The site is, of course, very fast. But the main gain, for me, was not having to figure out how to get the underlying tech working. Yes, I'm probably dumber for it, but the site was up in a few hours and I got to go on with my life.
While that may be great for Google Pagespeed, it leads to issues that wouldn't exist with a static page and a degraded experience for the end user. I'm not sure if the issue is related to the plugin discussed in the article.
With this being said, I can see many use-cases for such a plugin. Having compile-time image transformation/compression is really nice.
Why is the automatic assumption foe something not being updated for a few years to be abandoned instead of done? Are libraries not allowed to be stable/done?
You really need to look at the issues/updates ratio. Are there 57 open issues that haven't been triaged or addressed? Are there multiple open PRs or requests that should be easily added and are just sitting there rotting?
Thats why I push back against the notion that no updates = abandoned. Personal, painful, experience.
As in, "I've personally witnessed people passing over mature libraries that just don't need any more updates in favor of ones that aren't really production ready but get frequent updates, which causes quite a bad dev experience down the line".

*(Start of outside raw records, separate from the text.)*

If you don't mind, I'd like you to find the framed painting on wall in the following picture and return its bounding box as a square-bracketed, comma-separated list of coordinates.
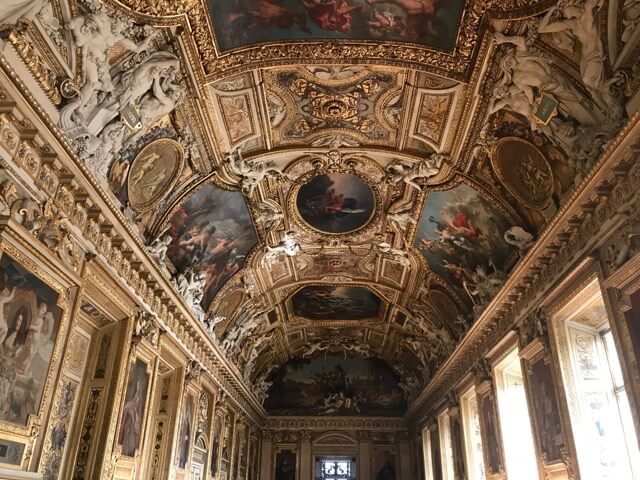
[117, 358, 150, 457]
[275, 450, 297, 480]
[0, 253, 65, 427]
[177, 392, 195, 469]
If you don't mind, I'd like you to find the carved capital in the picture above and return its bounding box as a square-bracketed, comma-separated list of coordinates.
[186, 360, 202, 382]
[132, 308, 159, 346]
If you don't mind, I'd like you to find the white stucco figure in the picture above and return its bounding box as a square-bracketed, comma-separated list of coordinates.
[0, 0, 44, 26]
[504, 226, 535, 254]
[386, 154, 447, 190]
[226, 148, 288, 194]
[375, 241, 411, 267]
[68, 11, 155, 111]
[538, 0, 607, 108]
[265, 232, 300, 262]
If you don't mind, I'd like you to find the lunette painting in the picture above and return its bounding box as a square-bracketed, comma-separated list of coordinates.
[291, 285, 381, 320]
[264, 354, 406, 415]
[296, 173, 375, 234]
[166, 185, 258, 312]
[207, 0, 465, 53]
[0, 254, 63, 426]
[118, 359, 150, 457]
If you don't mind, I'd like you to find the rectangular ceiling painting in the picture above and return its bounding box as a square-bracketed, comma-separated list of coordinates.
[207, 0, 465, 52]
[263, 354, 406, 416]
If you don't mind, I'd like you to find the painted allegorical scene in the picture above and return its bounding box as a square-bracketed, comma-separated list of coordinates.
[0, 255, 63, 426]
[118, 359, 150, 457]
[207, 0, 465, 52]
[165, 185, 258, 312]
[291, 285, 382, 320]
[264, 354, 406, 415]
[414, 183, 515, 308]
[296, 173, 375, 234]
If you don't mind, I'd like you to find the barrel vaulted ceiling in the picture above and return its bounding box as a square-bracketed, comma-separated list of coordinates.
[2, 0, 638, 411]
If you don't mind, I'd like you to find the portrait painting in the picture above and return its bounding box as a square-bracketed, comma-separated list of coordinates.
[178, 393, 195, 469]
[207, 0, 464, 53]
[117, 359, 150, 457]
[624, 290, 640, 370]
[430, 428, 443, 480]
[527, 355, 564, 463]
[450, 412, 465, 478]
[211, 414, 222, 476]
[166, 185, 258, 312]
[296, 173, 375, 234]
[478, 392, 503, 475]
[414, 183, 515, 305]
[291, 285, 381, 320]
[126, 138, 184, 213]
[0, 439, 25, 466]
[372, 451, 396, 480]
[264, 354, 406, 416]
[0, 254, 63, 426]
[275, 450, 297, 480]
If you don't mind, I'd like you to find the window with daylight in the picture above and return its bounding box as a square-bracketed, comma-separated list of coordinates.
[422, 425, 435, 480]
[553, 280, 640, 480]
[315, 457, 356, 480]
[460, 386, 485, 480]
[493, 346, 540, 480]
[438, 409, 455, 480]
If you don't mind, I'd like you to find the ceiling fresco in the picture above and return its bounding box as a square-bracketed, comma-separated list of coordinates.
[291, 285, 382, 321]
[295, 172, 376, 234]
[4, 0, 639, 413]
[206, 0, 465, 52]
[263, 354, 406, 416]
[414, 183, 516, 312]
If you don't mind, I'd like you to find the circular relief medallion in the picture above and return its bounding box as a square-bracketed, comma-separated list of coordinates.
[295, 172, 375, 234]
[127, 138, 183, 212]
[491, 137, 553, 209]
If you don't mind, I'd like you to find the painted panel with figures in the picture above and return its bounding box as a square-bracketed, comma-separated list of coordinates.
[166, 185, 258, 313]
[264, 354, 406, 416]
[414, 183, 515, 308]
[207, 0, 465, 53]
[0, 255, 63, 426]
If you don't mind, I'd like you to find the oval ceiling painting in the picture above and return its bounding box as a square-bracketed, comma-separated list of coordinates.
[296, 172, 375, 234]
[292, 285, 381, 321]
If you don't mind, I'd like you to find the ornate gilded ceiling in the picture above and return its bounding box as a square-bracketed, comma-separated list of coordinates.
[2, 0, 639, 413]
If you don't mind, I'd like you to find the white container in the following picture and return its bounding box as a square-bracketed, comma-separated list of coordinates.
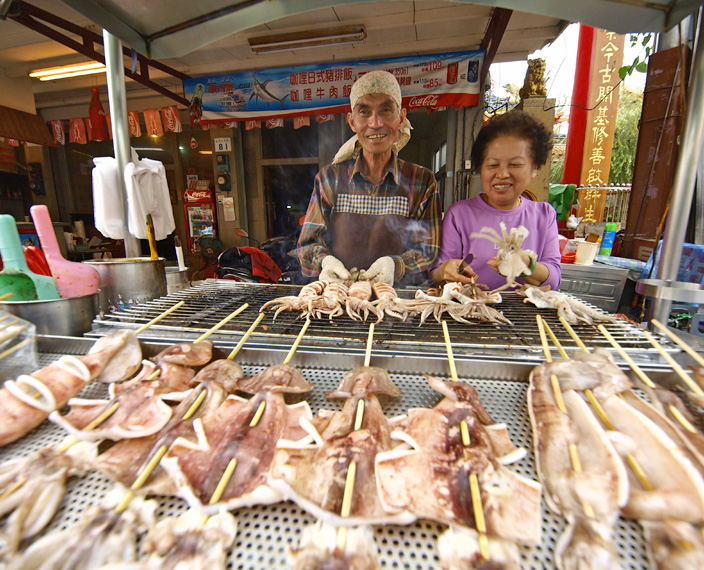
[574, 241, 600, 265]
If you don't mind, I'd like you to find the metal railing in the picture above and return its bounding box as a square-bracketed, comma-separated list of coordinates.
[575, 184, 631, 225]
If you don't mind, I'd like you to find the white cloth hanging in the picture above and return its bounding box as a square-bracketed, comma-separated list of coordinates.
[92, 150, 175, 240]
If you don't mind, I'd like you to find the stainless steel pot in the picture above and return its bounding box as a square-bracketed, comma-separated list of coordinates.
[83, 257, 167, 315]
[0, 292, 99, 336]
[165, 267, 190, 294]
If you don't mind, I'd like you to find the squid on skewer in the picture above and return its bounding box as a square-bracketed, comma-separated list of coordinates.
[259, 281, 328, 320]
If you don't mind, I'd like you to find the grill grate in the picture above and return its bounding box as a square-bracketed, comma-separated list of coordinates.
[0, 347, 652, 570]
[91, 281, 667, 361]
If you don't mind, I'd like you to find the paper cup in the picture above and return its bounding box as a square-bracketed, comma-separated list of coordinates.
[575, 241, 599, 265]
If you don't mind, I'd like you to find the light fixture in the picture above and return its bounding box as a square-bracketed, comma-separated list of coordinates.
[29, 62, 106, 81]
[249, 25, 365, 54]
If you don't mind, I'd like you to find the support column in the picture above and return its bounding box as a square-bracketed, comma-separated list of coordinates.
[103, 29, 141, 257]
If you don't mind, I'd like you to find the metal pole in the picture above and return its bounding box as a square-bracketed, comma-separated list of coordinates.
[651, 14, 704, 326]
[445, 106, 457, 212]
[103, 29, 141, 257]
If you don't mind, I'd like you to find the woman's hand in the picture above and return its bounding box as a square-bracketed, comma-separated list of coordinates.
[430, 259, 477, 286]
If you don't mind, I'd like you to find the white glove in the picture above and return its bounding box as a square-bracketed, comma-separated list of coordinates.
[319, 255, 351, 282]
[359, 256, 395, 285]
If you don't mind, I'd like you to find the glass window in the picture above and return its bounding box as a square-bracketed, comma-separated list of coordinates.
[261, 120, 319, 159]
[263, 164, 317, 237]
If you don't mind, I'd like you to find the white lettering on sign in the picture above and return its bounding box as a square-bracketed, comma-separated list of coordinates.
[213, 137, 232, 152]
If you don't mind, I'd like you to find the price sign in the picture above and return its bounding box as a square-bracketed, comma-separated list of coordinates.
[213, 137, 232, 152]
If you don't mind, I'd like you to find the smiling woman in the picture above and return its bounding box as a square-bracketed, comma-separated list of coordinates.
[431, 110, 561, 291]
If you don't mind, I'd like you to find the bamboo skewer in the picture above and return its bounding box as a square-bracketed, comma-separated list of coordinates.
[364, 322, 374, 368]
[641, 329, 704, 396]
[535, 316, 566, 413]
[227, 313, 265, 360]
[193, 303, 249, 343]
[0, 318, 20, 331]
[134, 300, 186, 334]
[442, 320, 489, 560]
[0, 292, 13, 301]
[441, 321, 459, 382]
[597, 325, 657, 389]
[651, 318, 704, 368]
[560, 317, 696, 434]
[283, 318, 311, 365]
[0, 337, 31, 361]
[544, 318, 654, 492]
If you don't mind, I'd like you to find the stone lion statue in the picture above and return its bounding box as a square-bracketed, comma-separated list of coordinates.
[519, 58, 548, 99]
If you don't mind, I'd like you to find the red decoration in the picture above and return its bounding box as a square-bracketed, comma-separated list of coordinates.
[143, 108, 164, 136]
[69, 118, 87, 144]
[88, 87, 109, 141]
[128, 112, 142, 137]
[50, 120, 65, 145]
[161, 106, 182, 132]
[190, 137, 198, 149]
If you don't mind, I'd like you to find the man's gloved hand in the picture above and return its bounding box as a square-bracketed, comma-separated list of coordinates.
[359, 256, 395, 285]
[319, 255, 351, 282]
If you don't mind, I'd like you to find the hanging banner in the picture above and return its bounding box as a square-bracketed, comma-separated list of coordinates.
[105, 115, 113, 139]
[265, 118, 283, 129]
[143, 108, 164, 136]
[50, 120, 65, 145]
[293, 116, 310, 129]
[245, 120, 260, 130]
[69, 118, 87, 144]
[183, 49, 484, 124]
[578, 29, 625, 223]
[161, 105, 183, 132]
[316, 114, 335, 123]
[127, 111, 142, 137]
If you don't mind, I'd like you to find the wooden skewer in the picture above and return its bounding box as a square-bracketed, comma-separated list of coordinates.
[561, 317, 697, 435]
[227, 313, 265, 360]
[460, 420, 470, 446]
[0, 337, 32, 361]
[0, 318, 20, 332]
[536, 317, 596, 517]
[441, 321, 459, 382]
[57, 402, 121, 452]
[651, 319, 704, 368]
[134, 300, 186, 334]
[0, 314, 9, 322]
[0, 292, 13, 301]
[550, 319, 655, 492]
[283, 318, 311, 365]
[536, 317, 567, 413]
[193, 303, 249, 344]
[364, 322, 374, 368]
[468, 470, 490, 559]
[641, 329, 704, 396]
[597, 325, 656, 389]
[115, 444, 169, 513]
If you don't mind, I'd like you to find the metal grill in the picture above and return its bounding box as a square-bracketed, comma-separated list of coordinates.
[89, 281, 672, 364]
[0, 340, 654, 570]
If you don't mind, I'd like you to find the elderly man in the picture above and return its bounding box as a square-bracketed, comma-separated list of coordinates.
[297, 70, 441, 286]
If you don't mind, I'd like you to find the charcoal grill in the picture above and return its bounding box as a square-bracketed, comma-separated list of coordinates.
[88, 281, 677, 370]
[3, 337, 687, 570]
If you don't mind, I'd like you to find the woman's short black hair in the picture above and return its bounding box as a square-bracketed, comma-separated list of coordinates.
[470, 110, 553, 172]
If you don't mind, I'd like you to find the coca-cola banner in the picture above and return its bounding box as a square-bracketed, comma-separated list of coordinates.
[50, 120, 65, 145]
[127, 111, 142, 137]
[183, 49, 483, 125]
[161, 105, 182, 132]
[105, 115, 113, 139]
[293, 116, 310, 129]
[143, 108, 164, 136]
[69, 118, 87, 144]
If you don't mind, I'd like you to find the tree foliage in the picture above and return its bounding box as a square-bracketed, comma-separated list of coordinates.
[609, 86, 643, 184]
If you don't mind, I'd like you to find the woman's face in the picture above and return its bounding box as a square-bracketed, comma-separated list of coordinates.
[480, 135, 538, 210]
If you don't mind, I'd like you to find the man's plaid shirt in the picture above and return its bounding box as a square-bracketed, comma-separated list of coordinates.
[297, 152, 441, 283]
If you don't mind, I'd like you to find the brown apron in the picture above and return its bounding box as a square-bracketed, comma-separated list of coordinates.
[331, 211, 409, 271]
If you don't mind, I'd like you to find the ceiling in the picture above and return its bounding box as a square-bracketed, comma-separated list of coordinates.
[0, 0, 700, 121]
[0, 1, 569, 119]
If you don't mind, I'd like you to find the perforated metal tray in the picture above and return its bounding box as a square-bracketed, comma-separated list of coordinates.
[0, 345, 652, 569]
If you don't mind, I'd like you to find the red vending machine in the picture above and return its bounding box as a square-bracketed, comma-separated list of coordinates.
[183, 183, 217, 254]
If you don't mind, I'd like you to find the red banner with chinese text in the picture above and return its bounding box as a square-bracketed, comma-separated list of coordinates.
[143, 108, 164, 136]
[69, 118, 87, 144]
[577, 29, 625, 223]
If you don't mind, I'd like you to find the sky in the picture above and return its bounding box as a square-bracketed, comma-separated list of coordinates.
[489, 23, 650, 111]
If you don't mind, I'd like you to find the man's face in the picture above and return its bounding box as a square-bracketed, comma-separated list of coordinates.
[347, 93, 406, 157]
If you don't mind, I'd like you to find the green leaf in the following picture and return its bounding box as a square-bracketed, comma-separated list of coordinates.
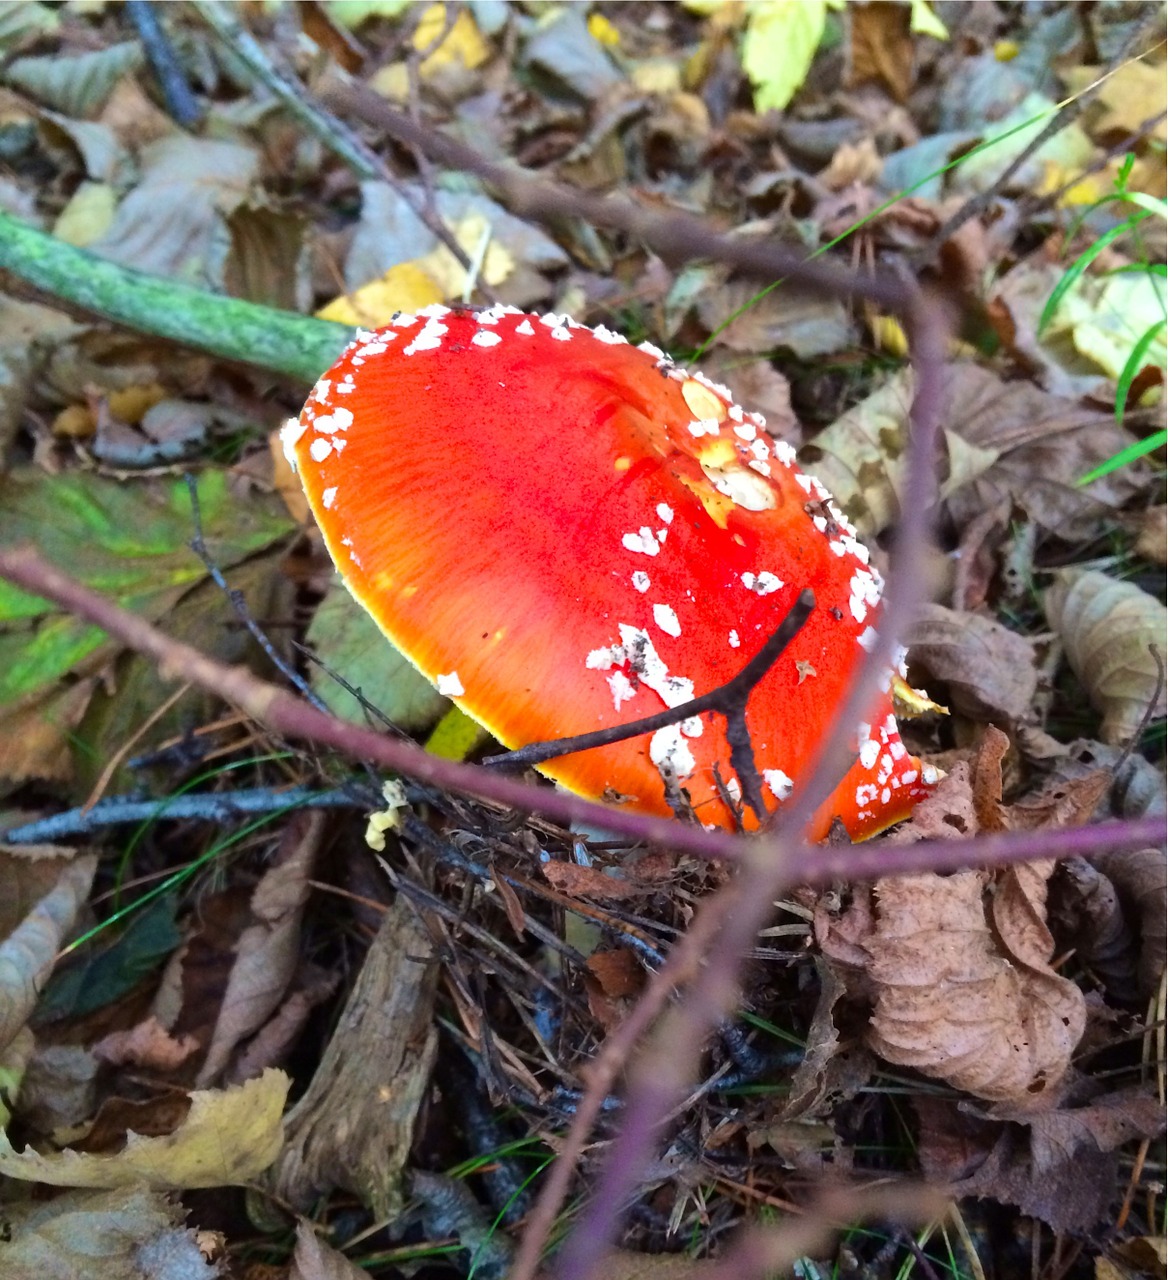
[909, 0, 948, 39]
[742, 0, 827, 113]
[0, 470, 293, 707]
[307, 579, 450, 733]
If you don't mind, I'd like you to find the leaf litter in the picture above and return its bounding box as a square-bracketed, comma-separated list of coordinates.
[0, 1, 1163, 1276]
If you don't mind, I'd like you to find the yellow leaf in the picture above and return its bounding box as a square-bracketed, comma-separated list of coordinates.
[416, 211, 515, 296]
[53, 181, 116, 246]
[424, 704, 489, 760]
[868, 314, 908, 357]
[892, 673, 949, 718]
[0, 1070, 290, 1189]
[908, 0, 948, 40]
[741, 0, 826, 113]
[368, 61, 409, 101]
[316, 261, 445, 327]
[994, 38, 1019, 61]
[587, 13, 621, 47]
[413, 4, 490, 76]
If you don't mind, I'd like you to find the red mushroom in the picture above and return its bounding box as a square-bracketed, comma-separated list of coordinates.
[282, 305, 935, 840]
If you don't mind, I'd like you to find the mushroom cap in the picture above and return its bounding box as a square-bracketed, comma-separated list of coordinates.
[283, 305, 935, 840]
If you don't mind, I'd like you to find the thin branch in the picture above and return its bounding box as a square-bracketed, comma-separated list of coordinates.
[318, 81, 916, 313]
[0, 544, 1158, 875]
[484, 590, 816, 821]
[126, 0, 202, 127]
[192, 1, 491, 298]
[1, 785, 361, 844]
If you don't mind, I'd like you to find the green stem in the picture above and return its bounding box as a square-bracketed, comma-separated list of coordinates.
[0, 211, 354, 383]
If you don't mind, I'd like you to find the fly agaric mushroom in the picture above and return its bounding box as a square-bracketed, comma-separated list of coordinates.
[282, 305, 935, 840]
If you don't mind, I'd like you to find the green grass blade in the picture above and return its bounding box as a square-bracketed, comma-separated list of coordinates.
[1038, 211, 1152, 336]
[1078, 428, 1167, 485]
[1114, 319, 1168, 422]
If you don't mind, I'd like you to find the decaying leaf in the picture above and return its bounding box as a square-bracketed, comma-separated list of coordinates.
[0, 1186, 217, 1280]
[907, 604, 1037, 723]
[289, 1218, 367, 1280]
[1044, 569, 1168, 743]
[0, 855, 96, 1056]
[0, 1069, 289, 1189]
[866, 866, 1086, 1104]
[1093, 846, 1168, 1000]
[196, 812, 322, 1085]
[307, 579, 450, 733]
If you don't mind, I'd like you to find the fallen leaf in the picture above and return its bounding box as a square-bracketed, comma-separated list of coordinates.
[197, 811, 322, 1085]
[0, 1186, 212, 1280]
[307, 578, 450, 733]
[541, 860, 646, 901]
[848, 2, 914, 103]
[741, 0, 826, 113]
[865, 866, 1086, 1104]
[1044, 569, 1168, 743]
[0, 1069, 289, 1188]
[907, 604, 1037, 723]
[0, 856, 96, 1055]
[290, 1218, 369, 1280]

I am not really good at articulating my thoughts properly, so thanks for making me write this longer comment.
The idea that this kind of project is "done" without even occasional chore updates just has no shot. It's obviously off of its maintainers' "rotation".
I'd be hella miffed if I loaded a page on my laptop, then opened it up somewhere without internet access, and realized that half the page fully didn't exist.
I commented a couple days ago about how I taught my team about image formats [0], and just published a blog post this morning [1].
Another aspect of image optimization that I'm aware of, but haven't even bothered with yet, is handling the art direction problem of responsive images.
Like "pan and scan" conversions of widescreen movies to the old 4:3 TV size, if you're serving a narrower image to mobile devices than say a desktop browser, the ideal image to serve is probably not a generic resize, or center-cropped version of the image. Mozilla has a nice page on responsive images that explains it better than I could: https://developer.mozilla.org/en-US/docs/Web/HTML/Guides/Res...
Brajeshwar•6mo ago
Almost all audio, images, and videos are rather ornamental, and the content will be OK without them. I try to have all content as standalone on its own as possible. For instance, the posts follow the pattern "_posts/YYYY/YYYY-MM-DD-url-goes-here.md," so I know where the yearly content is, despite each post having its own designated published date. I also have a folder "_posts/todo" where published (but work-in-progress) and future dated posts live.
For images, I stopped worrying about serving multiple sources. I optimized it somewhere between good enough for both mobile and higher (I now consider tablet and desktop the same).